The hormones produced by your thyroid gland influence almost all of the metabolic processes in your body. The thyroid is a butterfly-shaped, endocrine gland that sits low on the front of the neck, just below the Adam's apple. The thyroid secretes several hormones, collectively called thyroid hormones. These hormones influence and regulate metabolism, growth and development and body temperature. Thyroid disorders are caused by either too many or too few thyroid hormones.
How do thyroid problems affect you?
Women are more likely than men to have thyroid disease. One in eight women will develop thyroid issues during her lifetime and they can cause:
What is the difference between hypothyroidism and hyperthyroidism?
Hypothyroidism is when your thyroid does not make enough thyroid hormones. It is also called underactive thyroid. This slows down many of your body's functions, like your metabolism.
Hyperthyroidism, or overactive thyroid, causes your thyroid to produce more thyroid hormones than your body needs. This speeds up many of your body's functions, including your metabolism and heart rate.
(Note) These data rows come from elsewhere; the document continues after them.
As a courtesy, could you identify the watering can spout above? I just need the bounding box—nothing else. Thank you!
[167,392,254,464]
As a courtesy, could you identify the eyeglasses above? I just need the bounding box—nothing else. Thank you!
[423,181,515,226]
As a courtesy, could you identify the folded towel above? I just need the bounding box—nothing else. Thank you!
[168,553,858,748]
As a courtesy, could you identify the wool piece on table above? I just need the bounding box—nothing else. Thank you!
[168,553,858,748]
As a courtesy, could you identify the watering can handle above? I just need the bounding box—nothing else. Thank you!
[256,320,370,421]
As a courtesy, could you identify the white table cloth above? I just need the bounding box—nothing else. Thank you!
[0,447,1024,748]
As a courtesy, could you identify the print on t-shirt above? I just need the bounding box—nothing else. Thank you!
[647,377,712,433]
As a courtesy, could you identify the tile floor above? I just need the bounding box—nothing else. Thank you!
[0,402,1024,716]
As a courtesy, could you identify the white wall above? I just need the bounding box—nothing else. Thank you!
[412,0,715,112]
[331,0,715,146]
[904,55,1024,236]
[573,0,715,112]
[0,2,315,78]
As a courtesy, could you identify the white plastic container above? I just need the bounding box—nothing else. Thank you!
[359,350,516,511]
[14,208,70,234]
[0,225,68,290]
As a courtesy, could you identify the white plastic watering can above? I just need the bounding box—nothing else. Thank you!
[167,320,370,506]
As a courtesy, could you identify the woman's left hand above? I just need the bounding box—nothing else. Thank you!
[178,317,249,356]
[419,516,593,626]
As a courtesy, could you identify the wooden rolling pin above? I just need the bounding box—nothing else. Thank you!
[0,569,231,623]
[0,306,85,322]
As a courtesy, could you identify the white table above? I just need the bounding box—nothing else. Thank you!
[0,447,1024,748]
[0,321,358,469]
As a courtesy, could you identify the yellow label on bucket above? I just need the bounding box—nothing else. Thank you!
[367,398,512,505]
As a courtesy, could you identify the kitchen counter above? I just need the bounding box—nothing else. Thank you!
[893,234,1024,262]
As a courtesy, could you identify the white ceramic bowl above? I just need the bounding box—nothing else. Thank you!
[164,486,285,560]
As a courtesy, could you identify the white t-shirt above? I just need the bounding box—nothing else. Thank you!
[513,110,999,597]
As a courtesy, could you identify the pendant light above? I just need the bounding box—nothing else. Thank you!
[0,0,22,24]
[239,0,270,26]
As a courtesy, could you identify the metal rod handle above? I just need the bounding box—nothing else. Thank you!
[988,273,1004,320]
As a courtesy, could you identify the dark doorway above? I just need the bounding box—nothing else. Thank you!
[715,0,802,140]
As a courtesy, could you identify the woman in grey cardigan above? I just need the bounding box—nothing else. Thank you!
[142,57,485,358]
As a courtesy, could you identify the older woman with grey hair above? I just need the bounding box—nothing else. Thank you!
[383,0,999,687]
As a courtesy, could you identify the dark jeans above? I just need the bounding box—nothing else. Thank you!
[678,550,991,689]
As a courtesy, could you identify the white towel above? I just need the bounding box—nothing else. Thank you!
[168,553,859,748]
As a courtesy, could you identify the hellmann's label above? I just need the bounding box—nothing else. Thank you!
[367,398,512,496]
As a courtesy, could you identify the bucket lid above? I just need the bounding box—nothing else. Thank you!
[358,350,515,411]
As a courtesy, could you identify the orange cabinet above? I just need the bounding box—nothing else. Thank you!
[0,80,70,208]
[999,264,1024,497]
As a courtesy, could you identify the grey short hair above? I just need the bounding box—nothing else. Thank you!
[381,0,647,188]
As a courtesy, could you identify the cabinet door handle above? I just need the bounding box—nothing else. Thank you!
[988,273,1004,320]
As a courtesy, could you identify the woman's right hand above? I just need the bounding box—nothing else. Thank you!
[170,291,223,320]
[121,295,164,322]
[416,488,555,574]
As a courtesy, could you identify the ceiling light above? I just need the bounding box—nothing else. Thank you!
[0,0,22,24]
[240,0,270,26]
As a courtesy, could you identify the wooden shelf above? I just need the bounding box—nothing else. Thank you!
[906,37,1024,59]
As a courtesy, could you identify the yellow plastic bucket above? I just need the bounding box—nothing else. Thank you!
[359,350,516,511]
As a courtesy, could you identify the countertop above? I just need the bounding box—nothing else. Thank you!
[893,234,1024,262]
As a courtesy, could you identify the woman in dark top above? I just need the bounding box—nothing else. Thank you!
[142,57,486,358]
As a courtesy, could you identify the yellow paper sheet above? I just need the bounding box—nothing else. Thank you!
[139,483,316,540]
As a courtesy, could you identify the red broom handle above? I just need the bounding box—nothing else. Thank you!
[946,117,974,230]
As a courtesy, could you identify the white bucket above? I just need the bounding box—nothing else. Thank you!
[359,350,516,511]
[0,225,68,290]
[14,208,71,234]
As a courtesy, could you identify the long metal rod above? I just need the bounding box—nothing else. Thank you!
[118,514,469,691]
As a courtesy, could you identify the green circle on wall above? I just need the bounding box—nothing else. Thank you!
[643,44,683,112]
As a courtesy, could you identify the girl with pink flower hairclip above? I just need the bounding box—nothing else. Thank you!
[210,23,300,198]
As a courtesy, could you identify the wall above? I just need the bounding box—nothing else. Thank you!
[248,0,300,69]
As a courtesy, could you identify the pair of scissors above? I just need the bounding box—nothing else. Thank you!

The most common cause of hyperthyroidism is Graves' disease, which is a problem with the immune system.
What are the causes of hypothyroidism?
- Hashimoto's disease
- Hyperthyroidism treatment (radioiodine)
- Radiation treatment of certain cancers
- Thyroid removal
What are the symptoms of hypothyroidism?
- Weight gain or increased difficulty losing weight
- Coarse, dry hair
- Dry, rough pale skin
- Hair loss
- Cold intolerance
- Muscle cramps and aches
- Memory problems
- Irregular menstrual cycles
- Reduced libido
What are the symptoms of hyperthyroidism?
- Fatigue or muscle weakness
- Mood changes
- Anxiety or nervousness
- Increased heartbeat
- Heart palpatations or irregular heartbeat
- Dry skin
- Difficulty sleeping
- Weight loss
- Increased frequency of bowel movements
- Light periods or missed periods
What should you do if you suspect thyroid problems?
If you suspect you have thyroid problems, you should schedule an appointment with your primary care provider, especially if you are having any of the above symptoms. You and your provider can discuss and evaluate your symptoms, along with reviewing the need for thyroid blood tests and additional medical evaluations as appropriate.
What are your treatment options?
Thyroid problems can be treated in a variety of ways to produce normal thyroid function. Treatments for thyroid disorders are dependent on what type of thyroid condition you have. Treatment options include: surgery, radioactive iodine treatment and medication to maintain the normal thyroid state.
Although the effects can be unpleasant or uncomfortable, most thyroid problems can be managed well if properly diagnosed and treated.